How does the BMI Calculator work?
BMI = weight (kg) ÷ height (m)². WHO bands: under 18.5 underweight, 18.5–25 normal, 25–30 overweight, 30+ obese.
Background & details
How to read your result
Your BMI places you in one of four WHO categories. What matters is not the second decimal but the broad position: are you clearly in the normal range (18.5–24.9), right on a boundary, or well above or below it? A BMI of 24.8 and one of 25.2 are practically identical – the cut-offs are statistical conventions, not medical deadlines.
What values are typical?
- Under 18.5: underweight – worth checking with a doctor if paired with persistent fatigue.
- 18.5–24.9: normal weight, statistically the lowest risk.
- 25–29.9: overweight (pre-obesity) – often still fine, depending on fat distribution.
- 30 and above: obesity class I–III, with rising risk of cardiovascular disease and diabetes.
Common mistakes
The biggest misconception is treating BMI as a body-fat measurement. It only knows your height and weight – not whether that weight is muscle, water or fat. A well-trained strength athlete can easily score a BMI above 27 and count as "overweight" on paper despite a low body-fat percentage. Conversely, someone with a normal BMI may carry plenty of belly fat and little muscle ("skinny fat"). Weighing yourself at the wrong time (after a meal, in clothes) also skews the number by a kilo or two.
Practical tips
Weigh yourself first thing in the morning, without clothes, on the same scale every time. The trend over several weeks tells you far more than a single reading. Pair the BMI with your waist circumference: above 88 cm (women) or 102 cm (men) is a risk factor regardless of BMI, because belly fat is more metabolically active than fat on the hips and legs.

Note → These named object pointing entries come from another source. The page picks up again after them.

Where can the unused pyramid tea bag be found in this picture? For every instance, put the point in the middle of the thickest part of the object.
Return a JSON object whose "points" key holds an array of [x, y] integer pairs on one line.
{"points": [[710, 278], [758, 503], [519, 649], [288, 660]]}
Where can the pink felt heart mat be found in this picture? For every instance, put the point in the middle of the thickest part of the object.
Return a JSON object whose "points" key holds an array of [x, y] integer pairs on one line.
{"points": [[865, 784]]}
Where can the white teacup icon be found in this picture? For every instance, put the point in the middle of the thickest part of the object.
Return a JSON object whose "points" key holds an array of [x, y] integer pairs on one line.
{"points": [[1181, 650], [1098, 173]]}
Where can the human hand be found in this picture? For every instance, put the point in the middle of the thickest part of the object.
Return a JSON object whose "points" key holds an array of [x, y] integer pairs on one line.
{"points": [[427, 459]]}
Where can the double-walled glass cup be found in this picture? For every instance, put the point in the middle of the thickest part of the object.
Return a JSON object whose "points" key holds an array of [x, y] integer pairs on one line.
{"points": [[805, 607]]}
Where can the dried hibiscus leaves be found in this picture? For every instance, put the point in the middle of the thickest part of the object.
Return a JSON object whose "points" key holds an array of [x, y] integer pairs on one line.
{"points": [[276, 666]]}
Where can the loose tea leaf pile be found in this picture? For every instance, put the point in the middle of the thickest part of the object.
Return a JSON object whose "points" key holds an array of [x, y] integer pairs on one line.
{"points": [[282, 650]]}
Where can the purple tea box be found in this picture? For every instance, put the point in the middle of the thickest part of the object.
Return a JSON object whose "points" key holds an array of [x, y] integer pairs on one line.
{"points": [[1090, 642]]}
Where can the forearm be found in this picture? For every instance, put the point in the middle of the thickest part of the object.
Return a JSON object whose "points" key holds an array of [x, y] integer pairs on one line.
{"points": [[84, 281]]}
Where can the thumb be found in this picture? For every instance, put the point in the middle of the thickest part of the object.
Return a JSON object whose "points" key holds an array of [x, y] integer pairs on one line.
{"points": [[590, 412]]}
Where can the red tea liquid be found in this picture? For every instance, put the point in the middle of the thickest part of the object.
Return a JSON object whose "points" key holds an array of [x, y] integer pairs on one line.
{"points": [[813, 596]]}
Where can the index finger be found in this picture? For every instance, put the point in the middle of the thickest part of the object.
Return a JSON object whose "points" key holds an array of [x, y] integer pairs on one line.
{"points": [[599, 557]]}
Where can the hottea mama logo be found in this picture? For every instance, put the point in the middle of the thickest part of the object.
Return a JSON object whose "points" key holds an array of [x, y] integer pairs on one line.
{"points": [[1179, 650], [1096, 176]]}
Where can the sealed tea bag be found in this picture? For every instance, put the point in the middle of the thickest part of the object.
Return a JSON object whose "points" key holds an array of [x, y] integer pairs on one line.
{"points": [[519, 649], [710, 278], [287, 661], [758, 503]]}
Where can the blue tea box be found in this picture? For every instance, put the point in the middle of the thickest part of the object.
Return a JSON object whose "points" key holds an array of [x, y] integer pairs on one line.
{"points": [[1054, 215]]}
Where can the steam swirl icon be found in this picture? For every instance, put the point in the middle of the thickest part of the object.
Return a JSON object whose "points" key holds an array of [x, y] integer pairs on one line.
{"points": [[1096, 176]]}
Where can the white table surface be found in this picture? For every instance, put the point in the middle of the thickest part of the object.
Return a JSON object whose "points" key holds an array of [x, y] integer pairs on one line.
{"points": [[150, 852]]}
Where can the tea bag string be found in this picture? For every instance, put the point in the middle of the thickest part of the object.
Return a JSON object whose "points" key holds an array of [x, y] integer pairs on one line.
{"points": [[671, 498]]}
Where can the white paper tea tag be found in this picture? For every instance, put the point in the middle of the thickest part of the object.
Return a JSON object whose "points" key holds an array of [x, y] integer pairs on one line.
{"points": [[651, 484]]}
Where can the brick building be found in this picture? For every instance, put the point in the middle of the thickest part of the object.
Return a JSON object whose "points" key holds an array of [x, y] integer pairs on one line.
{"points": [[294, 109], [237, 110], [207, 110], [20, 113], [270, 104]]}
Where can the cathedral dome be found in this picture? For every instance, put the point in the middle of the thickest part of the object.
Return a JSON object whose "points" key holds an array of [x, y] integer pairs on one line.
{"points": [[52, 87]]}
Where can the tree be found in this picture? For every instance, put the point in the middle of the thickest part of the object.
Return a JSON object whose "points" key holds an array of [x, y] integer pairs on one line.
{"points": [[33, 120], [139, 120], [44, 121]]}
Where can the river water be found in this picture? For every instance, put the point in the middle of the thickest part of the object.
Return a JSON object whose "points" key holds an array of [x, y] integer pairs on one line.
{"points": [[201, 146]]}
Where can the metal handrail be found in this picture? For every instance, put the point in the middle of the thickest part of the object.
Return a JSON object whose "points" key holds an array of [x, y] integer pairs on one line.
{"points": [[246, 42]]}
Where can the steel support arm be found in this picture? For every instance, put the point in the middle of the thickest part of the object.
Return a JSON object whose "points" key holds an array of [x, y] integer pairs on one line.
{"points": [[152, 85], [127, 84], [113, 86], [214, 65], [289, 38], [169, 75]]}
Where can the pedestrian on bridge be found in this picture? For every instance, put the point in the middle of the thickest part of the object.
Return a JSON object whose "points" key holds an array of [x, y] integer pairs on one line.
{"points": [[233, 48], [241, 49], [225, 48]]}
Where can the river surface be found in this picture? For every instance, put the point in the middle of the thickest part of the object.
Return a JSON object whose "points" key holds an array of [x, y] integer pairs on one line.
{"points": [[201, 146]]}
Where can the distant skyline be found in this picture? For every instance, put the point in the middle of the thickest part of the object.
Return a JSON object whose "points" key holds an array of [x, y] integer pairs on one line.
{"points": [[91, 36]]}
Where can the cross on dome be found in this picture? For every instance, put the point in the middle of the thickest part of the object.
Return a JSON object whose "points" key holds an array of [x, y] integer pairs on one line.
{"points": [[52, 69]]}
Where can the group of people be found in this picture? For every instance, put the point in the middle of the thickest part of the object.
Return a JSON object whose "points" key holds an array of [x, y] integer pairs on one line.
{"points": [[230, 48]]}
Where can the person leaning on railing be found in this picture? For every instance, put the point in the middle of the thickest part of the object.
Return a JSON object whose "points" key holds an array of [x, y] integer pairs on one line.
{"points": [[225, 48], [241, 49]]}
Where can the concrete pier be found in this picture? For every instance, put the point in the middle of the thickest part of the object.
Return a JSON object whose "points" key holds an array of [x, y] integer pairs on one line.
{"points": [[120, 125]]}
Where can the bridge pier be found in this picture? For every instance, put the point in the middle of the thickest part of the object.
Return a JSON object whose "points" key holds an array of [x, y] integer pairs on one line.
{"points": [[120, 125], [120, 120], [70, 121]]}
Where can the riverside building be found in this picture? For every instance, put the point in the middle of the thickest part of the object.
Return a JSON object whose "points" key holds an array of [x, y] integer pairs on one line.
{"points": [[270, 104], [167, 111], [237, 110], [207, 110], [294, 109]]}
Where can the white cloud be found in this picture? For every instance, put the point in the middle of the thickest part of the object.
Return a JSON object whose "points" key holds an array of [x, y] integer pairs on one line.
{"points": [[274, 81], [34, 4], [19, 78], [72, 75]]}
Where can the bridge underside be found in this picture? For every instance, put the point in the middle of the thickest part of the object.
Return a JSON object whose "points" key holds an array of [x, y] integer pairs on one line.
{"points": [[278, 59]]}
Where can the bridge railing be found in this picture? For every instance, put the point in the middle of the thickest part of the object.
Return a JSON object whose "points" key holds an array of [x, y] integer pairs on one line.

If you are changing your weight, use the calculator as a tracking tool: note your weight and BMI every few weeks and watch the direction of travel. A change of half a BMI point per month is a healthy, sustainable pace. If your BMI jumps sharply within a few days, that is almost always water rather than fat – salt, carbohydrates and your cycle can move the scale by a kilo or two in the short term.
When BMI does not fit
For children and teenagers you need age- and sex-specific percentile charts instead of fixed cut-offs. BMI is also of limited use for pregnant women, very tall or very short people, bodybuilders and older adults losing muscle. In those cases a body-fat measurement, waist circumference or a clinical assessment says more than the number alone.